GHRH and GHRP-class peptides act through distinct receptors and synergize — co-administration produces supra-additive GH release — but controlled human efficacy data specifically for the CJC-1295/ipamorelin pairing are limited. The general two-receptor synergy is well established in GH-secretagogue pharmacology; a trial validating the specific combination as administered in community settings is not [12].
CJC-1295 and ipamorelin dosing in research
Controlled human dosing for the combination is not established; forum protocols are not trial-derived. The research rationale for pairing is two-receptor synergy (a GHRH analog plus a selective GHRP), not a validated dose. No human dosing for the pairing is recommended here. For the doses that do appear in controlled CJC-1295 studies, see doses used in research.
What the broader and recent literature adds
Beyond the core pharmacokinetic papers, CJC-1295 shows up across structural, analytical and review literature. A 2009 proteomics study in 11 healthy young men found that CJC-1295 reproducibly shifted the serum proteome — decreasing apolipoprotein A1 and a transthyretin isoform, increasing a C-terminal albumin fragment and immunoglobulin species — with the immunoglobulin/albumin-fragment signal correlating linearly with IGF-1, identifying candidate biomarkers of GH/IGF-1 axis activation [5]. In an anti-doping context, high-resolution LC-MS/MS definitively identified CJC-1295 as the active ingredient in an unknown "GHRH" preparation seized from the black market [6].

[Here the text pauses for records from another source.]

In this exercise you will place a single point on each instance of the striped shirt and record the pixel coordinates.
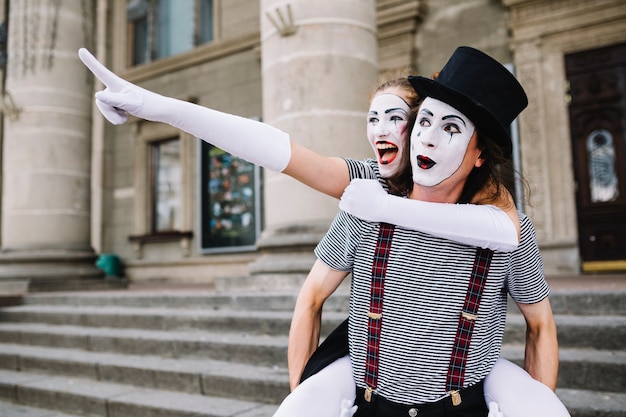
(425, 285)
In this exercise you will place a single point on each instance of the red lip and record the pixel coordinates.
(425, 162)
(387, 152)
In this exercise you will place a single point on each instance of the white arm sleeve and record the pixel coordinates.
(485, 226)
(324, 394)
(256, 142)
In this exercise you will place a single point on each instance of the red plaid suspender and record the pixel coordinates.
(469, 314)
(458, 359)
(379, 269)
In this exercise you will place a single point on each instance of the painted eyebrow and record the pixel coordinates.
(453, 116)
(395, 109)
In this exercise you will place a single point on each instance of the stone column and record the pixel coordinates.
(319, 63)
(47, 146)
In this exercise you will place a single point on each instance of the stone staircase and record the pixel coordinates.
(200, 353)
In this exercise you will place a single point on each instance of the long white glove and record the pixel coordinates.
(256, 142)
(348, 408)
(494, 410)
(476, 225)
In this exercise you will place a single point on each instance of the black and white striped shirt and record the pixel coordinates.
(425, 288)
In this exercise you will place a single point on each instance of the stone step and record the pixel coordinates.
(204, 376)
(86, 397)
(8, 409)
(600, 332)
(579, 368)
(235, 346)
(602, 370)
(587, 403)
(578, 302)
(37, 395)
(275, 322)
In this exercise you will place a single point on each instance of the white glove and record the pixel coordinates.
(256, 142)
(494, 410)
(485, 226)
(348, 408)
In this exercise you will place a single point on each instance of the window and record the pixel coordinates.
(230, 202)
(166, 183)
(162, 28)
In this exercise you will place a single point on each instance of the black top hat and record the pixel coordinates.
(481, 88)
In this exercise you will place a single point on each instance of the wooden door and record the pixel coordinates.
(597, 81)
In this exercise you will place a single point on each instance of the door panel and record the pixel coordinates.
(597, 112)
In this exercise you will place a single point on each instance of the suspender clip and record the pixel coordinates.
(469, 316)
(367, 395)
(456, 397)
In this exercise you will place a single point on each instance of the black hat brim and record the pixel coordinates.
(485, 121)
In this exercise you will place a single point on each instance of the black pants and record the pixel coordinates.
(472, 405)
(334, 347)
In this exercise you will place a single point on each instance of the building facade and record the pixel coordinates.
(175, 209)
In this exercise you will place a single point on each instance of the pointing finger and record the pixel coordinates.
(108, 78)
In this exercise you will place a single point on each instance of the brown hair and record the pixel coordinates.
(495, 175)
(399, 80)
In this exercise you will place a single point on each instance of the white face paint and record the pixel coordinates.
(386, 127)
(438, 142)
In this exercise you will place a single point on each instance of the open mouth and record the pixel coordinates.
(387, 152)
(425, 162)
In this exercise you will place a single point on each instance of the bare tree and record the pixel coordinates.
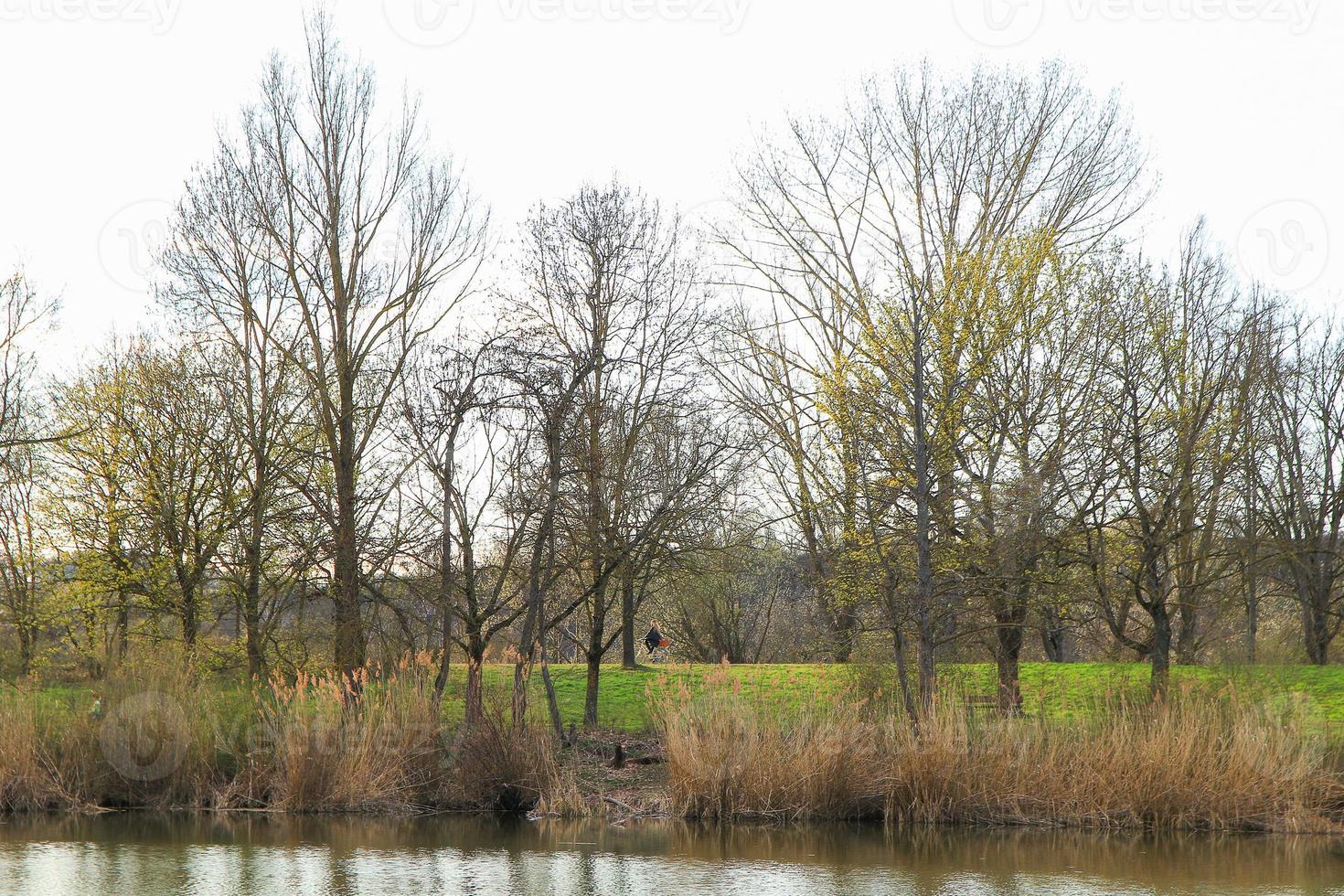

The GHRH-knockout mouse work anchors the in-vivo case. Two micrograms of CJC-1295 given once every 24 hours fully normalized body weight and length in GHRH-knockout mice and raised pituitary GH mRNA, while dosing every 48 to 72 hours was progressively less effective — direct evidence that the long-acting analog's once-daily schedule is sufficient to restore GH-axis-dependent growth [4]. Recent reviews place all of this in context: the 2025 Nature Reviews Endocrinology synthesis of GHRH analogs [12], a 2025 review of GHRH-receptor signaling [13], and a 2026 review assessing the safety and efficacy of approved and unapproved peptide therapies for musculoskeletal conditions, which directly addresses the evidence gap for unapproved GH-axis peptides [14].